There are many more methods applied in Turkey during the past and the present. In the annual reports of the Treatment and Rehabilitation Centres of the Human Rights Foundation the list of methods covers one page.[22] The European Committee for the Prevention of Torture observed that the most severe methods of ill-treatment encountered in the past by CPT delegations has diminished in recent times.[23]

Deaths in custody[edit]

In an attempt to obtain detailed information Amnesty International submitted 110 cases to the Turkish authorities between September 1981 and October 1984.[24] On 10 June 1988 AI sent a list with 229 names to the Turkish authorities and in September 1998 received answers on 55 cases.[24] Only after a list of 144 names of prisoners suspected to have died under torture was published in the Turkish press[25] the Turkish authorities provided further information. They indirectly admitted that torture could have caused the death of 40 prisoners. Amnesty International knew of another seven cases in which alleged torturers had been convicted raising the figure of confirmed deaths in custody to 47 between 1980 and 1990.[26]

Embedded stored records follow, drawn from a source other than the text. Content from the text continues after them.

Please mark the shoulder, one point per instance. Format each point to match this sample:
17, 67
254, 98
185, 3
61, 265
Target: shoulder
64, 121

In September 1994 and September 1995 the HRFT published two reports on Deaths in Custody (14 and 15 years since the military take over) presenting a list of 419 deaths in custody (in 15 years) with a suspicion that torture might have been the reason. Another 15 deaths were attributed to hunger strikes while medical neglect was given as the reason for 26 deaths.[27] On the basis of this list Helmut Oberdiek compiled a revised list for 20 years (12 September 1980 to 12 September 2000) and concluded that in 428 cases torture may have been the reason for the death of prisoners.[28] In 2008 alone the Human Rights Foundation of Turkey reported of 39 deaths in prison. In some cases torture was involved.[29]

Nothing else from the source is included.